Thanks Nick. Fascinating to watch how quickly both teams were able to change their attack work.

R
Rugby 124 days ago

No Owen Farrell forced the back line changes. It is totally different.
New back line coaches in the mix -Felix

Against the Pacific LIons they will not revert to a development tour as they have over the years (gonna lose anyway might as well develop). I think the will continue to push to improve their current momentum. However they have the ability to shut up shop, hold the line if need be like they did v Bokke in RWC.

Note to Coach
Kick the ball out and get Itoje (new short hair version) competing and getting own ball. They have new locks.
A result of Kicking the ball out is on the set phase, first phase you can control the defence, rush or whatever you like. On return kicks you control nothing. It gets a bit FUBAR.
Do not play return Kick, they love broken lines.
Keep Ollie Chessum at 6 muscle up with Ben Earl
The Pacific Lions do not have the patience and discipline (this will take some time to bring back).
On attack run ches and earl at no 10.
watch their no 9 and you in with a shot.
Take the penalties - shot at goal

I like the 3 vice captains idea

M
Mzilikazi 124 days ago

Thanks, Nick, not only for this fine article, but for all the others during 6N 2024. I really enjoyed this 2024 tournament, and felt it was one of the best for many years. That final match in Lyons was really good. England were certainly unlucky when that speculative hack by Ramos lead to a French try. It could just so easily have landed in English hand.s, and they score at the other end. I did think though that the French played some great rugby, and some of their driving play in the forwards was just fearsome.

I watched Meafou with interest, and he has a good start to his career. It is interesting to compare him with Will Skelton. Lot of similarities, though so far Meafou has not shown any offloading threat.

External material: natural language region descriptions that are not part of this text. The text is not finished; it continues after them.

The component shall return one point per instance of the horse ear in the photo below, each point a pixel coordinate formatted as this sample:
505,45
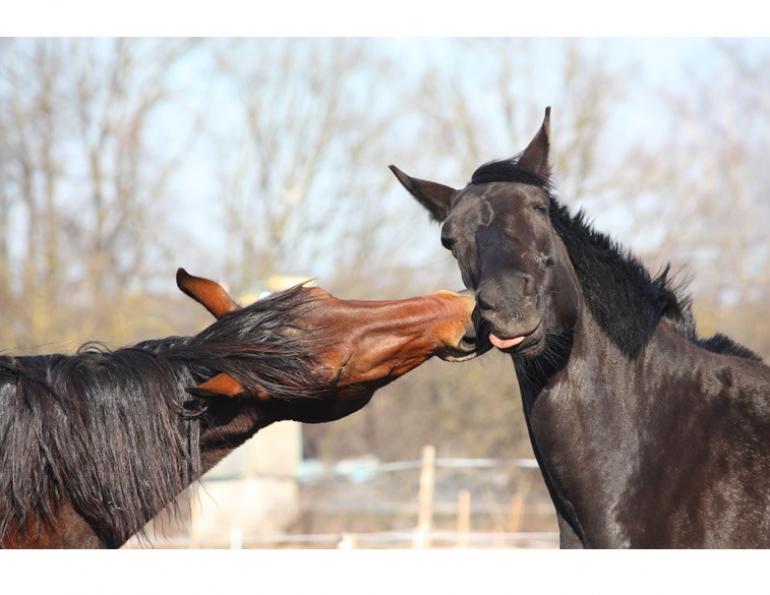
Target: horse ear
210,294
435,197
535,156
224,385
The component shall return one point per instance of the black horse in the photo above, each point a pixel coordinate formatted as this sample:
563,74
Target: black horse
646,434
94,445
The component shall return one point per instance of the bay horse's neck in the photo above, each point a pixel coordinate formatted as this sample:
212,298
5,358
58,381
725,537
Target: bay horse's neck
82,521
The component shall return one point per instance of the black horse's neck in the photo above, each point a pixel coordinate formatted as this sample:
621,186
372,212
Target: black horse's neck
593,398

All credit to Borthwick for being prepared to change, and what great result, even if that last game was lost at the death. I feel they are a real chance to cause the AB’s problems this winter/summer.

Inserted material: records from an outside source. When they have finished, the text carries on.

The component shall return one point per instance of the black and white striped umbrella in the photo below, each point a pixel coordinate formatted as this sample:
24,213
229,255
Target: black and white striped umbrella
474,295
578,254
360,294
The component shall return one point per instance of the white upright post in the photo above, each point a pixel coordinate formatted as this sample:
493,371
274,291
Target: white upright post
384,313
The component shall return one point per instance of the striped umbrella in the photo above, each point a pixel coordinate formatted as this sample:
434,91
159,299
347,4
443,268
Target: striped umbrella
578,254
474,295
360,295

Finally a comment on Ireland. I thought their last game was their worst, and they did not look like the world’s No 2 side at all. What really worries me is that the loss to England was, in my view, down to poor decision making by the coaching group, and ofc Andy Farrell wears that. It was a big mistake to move JGP away from scrum half. Murray should have been the one to go to the wing. And the “finishers” should have been on the field earlier. And this is the second time this has happened. The RWC Qf against the AB’s, and not getting Crowley onto the field was a huge mistake.

Finally, finally, watching Italy play was a joy. How wonderful that they are no longer the punchbag of the 6 N.

C
Carlin 124 days ago

I think the last two games England have played is some of their best rugby they have played under Borthwick. There has been a lot more attacking instinct and as a reward have created some well worked tries. Ollie Lawrence is a good foil at 12 as he offers the hard direct lines whilst the rest of the backs can play open. As much as it pains me to say but I do hope England keep playing this way.

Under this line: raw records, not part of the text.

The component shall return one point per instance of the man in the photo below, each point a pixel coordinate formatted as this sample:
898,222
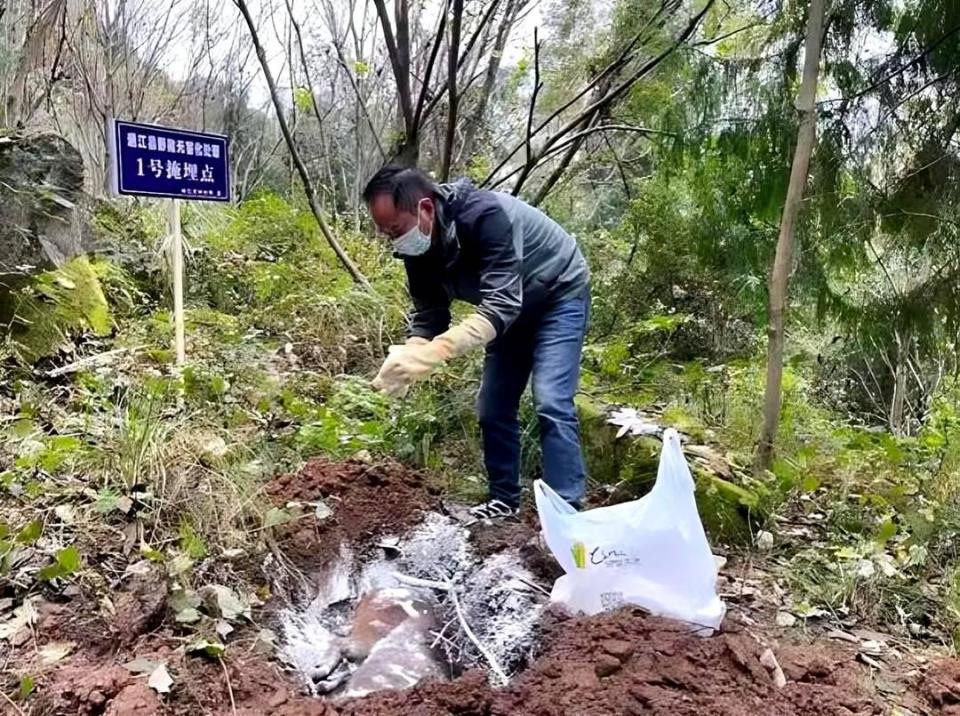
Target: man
530,284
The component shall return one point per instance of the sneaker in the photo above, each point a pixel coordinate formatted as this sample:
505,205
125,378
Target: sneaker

On a side note my favourite try of the weekend was Lorenzo Pani’s for the nice loop play that put him away and his finish was excellent.

Thanks as always Nick.

E
Ed the Duck 124 days ago

No Nick, they did not, in fact, justify any ‘probables’ label. At no time did they seriously compete for the championship. Ireland led from start to finish and in the end, as a result of glaring referee errors, were never under serious pressure to lose their crown.

M
Mitch 124 days ago

Steve Borthwick deserves credit for releasing the shackles on his England side and letting them play in a manner that somewhat resembles the top sides in the Gallagher Premiership. Will they revert to type in New Zealand in July.?

J
JD Kiwi 125 days ago

Hi Dr Nick! I'm worried that I've started to enjoy watching England and have actually wanted them to win their last two games. What would you prescribe?

On a more serious note, I've noticed that the standard of play in March is often better than early February. Do you think this is because of the weather or because the players have been together for longer?

R
Rugby 125 days ago

Good bit of te reo maori Nic. Or is that Niko or Nikora?
On the theme of trees the Oaks v Totara.

Game plan would be key. I have one but it would cost you.

R
Rugby 125 days ago

Shaun Edwards’ You should not have to score 30 points to win a game, as exciting as it is.
This statement was surprising to me. It is nonsensical .I guess it is a defence coach speaking.
But head coach, defence and attacking coaches all work together. They are inseparable.
You score more than the opposition to win. It only needs to be one score. You score whatever the game demands, whatever the opposition demand. You defend whatever it takes.

The attack coach needs to be able to clock up 30pts if need be.

T
Tom 125 days ago

Who’d have thought, not having Farrell & Youngs kicking the ball at every possible opportunity and playing flat and allowing your centres to run and pass would pay off? No one could possibly have seen this coming. FML.

It took a LONG time coming but at least that time has finally come.

England need to find a backup to Lawrence. Freeman is the best candidate for me, I see no reason why he can't play 12. He's big, strong, fast and has great hands.